Office rental cycle has peaked; retail rents may have bottomed out

Rental index (URA)

It seems a tale of two cities between Singapore’s office and rental markets, going by the latest data from the Urban Redevelopment Authority (URA).

The figures suggest that the office rental cycle has peaked against the backdrop of clouded business sentiments and tenant resistance to further rental hikes. On the other hand, retail rents, which have been in a multi-year decline phase, may finally have bottomed.

The URA’s office rental index for the central region slipped 3.2 per cent quarter on quarter in the fourth quarter of 2019, the biggest q-o-q decline since first quarter 2017.

The full-year 2019 drop of 3.1 per cent is in stark contrast with the 7.4 per cent gain in 2018. URA’s retail rental index for the central region climbed 2.3 per cent quarter on quarter for Q4 last year – the same rate of increase in Q3 2019. This was the second consecutive q-o-q rise in the index, which posted a full-year gain of 2.9 percent. It had dipped one per cent in 2018.

While some market watchers are sanguine that Singapore’s long-ailing retail market may have finally found its equilibrium, setting the stage for rent stabilisation around current levels, they also highlight that the retail business operating environment remains fraught with challenges. The outlook for rents is thus mixed.

The uptick in retail rents came chiefly from the prime Orchard Road shopping belt. URA’s median rental (based on lease commencement) for the Orchard Planning Area posted a 3.9 per cent q-o-q rise in Q4 2019, surpassing the increases of 2.9 per cent and 1.4 per cent respectively in the Central Area outside Orchard, and Outside the Central Area (OCA).

Year on year, the Q4 2019 median rental for Orchard was up 5.9 per cent, again outpacing rises of 2.7 per cent for Central Area outside Orchard, and 0.9 per cent in OCA.
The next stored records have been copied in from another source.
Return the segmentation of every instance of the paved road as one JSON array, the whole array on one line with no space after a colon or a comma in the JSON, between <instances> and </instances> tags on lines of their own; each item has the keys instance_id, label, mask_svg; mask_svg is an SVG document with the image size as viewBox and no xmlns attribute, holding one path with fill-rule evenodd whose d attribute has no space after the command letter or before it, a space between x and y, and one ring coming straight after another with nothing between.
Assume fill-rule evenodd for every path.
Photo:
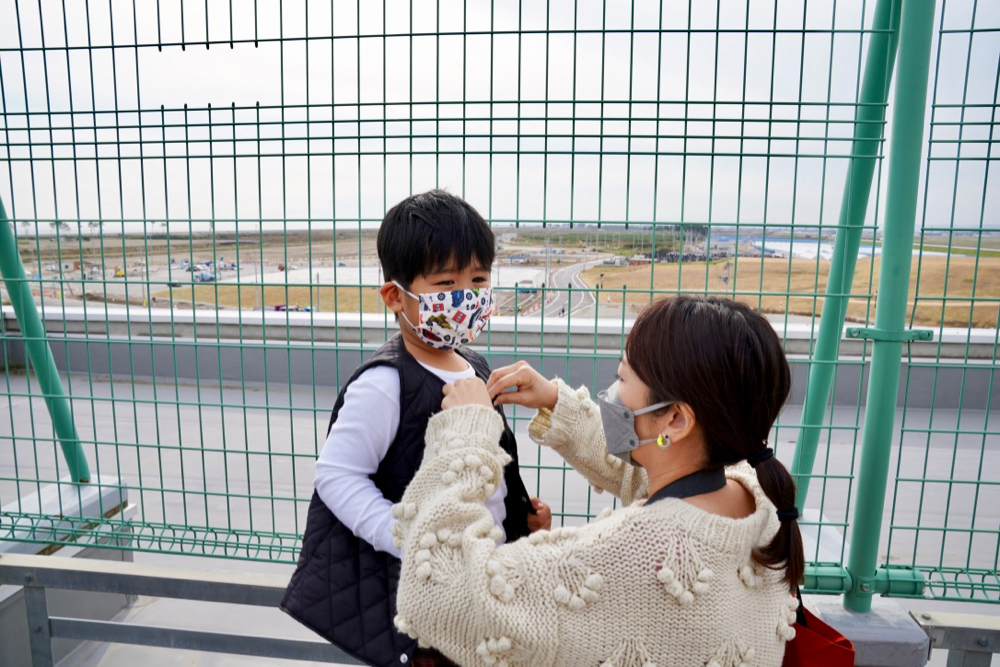
<instances>
[{"instance_id":1,"label":"paved road","mask_svg":"<svg viewBox=\"0 0 1000 667\"><path fill-rule=\"evenodd\" d=\"M588 289L589 286L587 283L583 282L580 278L580 274L590 267L597 266L600 263L600 260L583 262L582 264L574 264L573 266L567 266L564 269L559 269L558 271L553 272L553 287L573 287L573 303L569 303L569 292L559 292L555 300L548 306L548 311L550 313L559 313L561 309L566 308L568 313L572 313L580 310L581 308L586 308L596 304L597 297L595 297L594 293ZM581 291L575 291L577 289Z\"/></svg>"},{"instance_id":2,"label":"paved road","mask_svg":"<svg viewBox=\"0 0 1000 667\"><path fill-rule=\"evenodd\" d=\"M580 274L589 269L592 266L597 266L602 260L592 260L589 262L581 262L579 264L572 264L570 266L557 269L552 272L552 284L550 287L567 288L572 285L573 287L573 304L569 305L570 294L569 292L557 292L553 297L552 301L545 304L545 316L546 317L565 317L566 312L562 312L563 309L567 309L569 312L576 312L582 308L590 308L597 303L597 298L594 293L590 291L587 283L583 282L580 278ZM530 317L541 317L542 310L538 310L530 315Z\"/></svg>"}]
</instances>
Cushman & Wakefield’s head of research for Singapore and South-east Asia, Christine Li, said that the positive rental growth in Orchard was driven by limited supply of new prime retail space amid rising tourist arrivals. “We observed that in the prime Orchard Road belt, landlords in some malls still managed to achieve positive rental reversion, signing up new tenants for vacated spaces at higher rents in 2019.

“Despite slower economic growth, prime spaces – for example basement units near the MRT station entrance and ground-floor space with street frontage along Orchard Road – continue to enjoy very high or full occupancy rates, allowing landlords to hold or even raise rents.”

According to Cushman & Wakefield’s prime retail basket of properties, Orchard Road rents rose 2.6 per cent for the whole of last year, outpacing increases of 0.8 per cent in “Other city areas” and 0.2 per cent in the suburbs.
CBRE’s head of research for South-east Asia, Desmond Sim, noted that despite the consolidation among some retail chains, replacement tenants are still prepared to pay high rents for choice space in prime Orchard Road malls. “On the
flip side, demand for retail spaces in secondary locations and corridors remains challenged and rental growth in these areas may thus be slower.”

Despite all the positive talk about Orchard Road retail rents, analysts project a mixed outlook on the whole. Angelia Phua, consulting director at JLL Singapore’s research and consultancy department, says the retail rental growth momentum seen in the last two quarters of 2019 is likely to spill over into this year. That said, “the pace of growth could be modest, given the sluggish global and domestic economic growth outlook”, she added.

Colliers International’s head of research for Singapore, Tricia Song, too said that despite the stabilisation of retail rents, any recovery is likely to be subdued given the lack of catalysts.

Mr Sim of CBRE noted that retail sales continue to decline while tourist spending has weakened amid global uncertainties. “The saving grace remains the tight supply pipeline for the next three to five years, which will help to keep the retail market in equilibrium.”

This year, only 73,000 sq m of retail space island-wide is expected to be completed – less than half the 170,150 sq m completed last year, said Ms Li. She predicts a marginal decline in retail rents for her firm’s “Other city areas” basket, as the sector is not supported by big residential catchments; neither does it attract steady tourist footfall. “Orchard and suburban retail rents are expected to see flattish growth in 2020.”

As for the correction in office rents, Mr Sim said this likely reflects some landlords becoming more realistic in their rental expectations to fill existing vacancies. He highlighted that “demand from the agile space sector has slowed notably, following its rapid expansion in 2018”.

JLL’s head of research and consultancy for Singapore, Tay Huey Ying, said that amid uncertainty about business prospects and muted economic growth, many businesses have held off expansion and relocation plans. “Resistance to
office rental hikes has intensified with buildings facing higher vacancy pressure increasingly succumbing to downward pressure.”

On a brighter note, the net absorption of office space island-wide amounted to 1.67 million sq ft last year, outweighing the 279,861 sq ft rise in the stock of office space.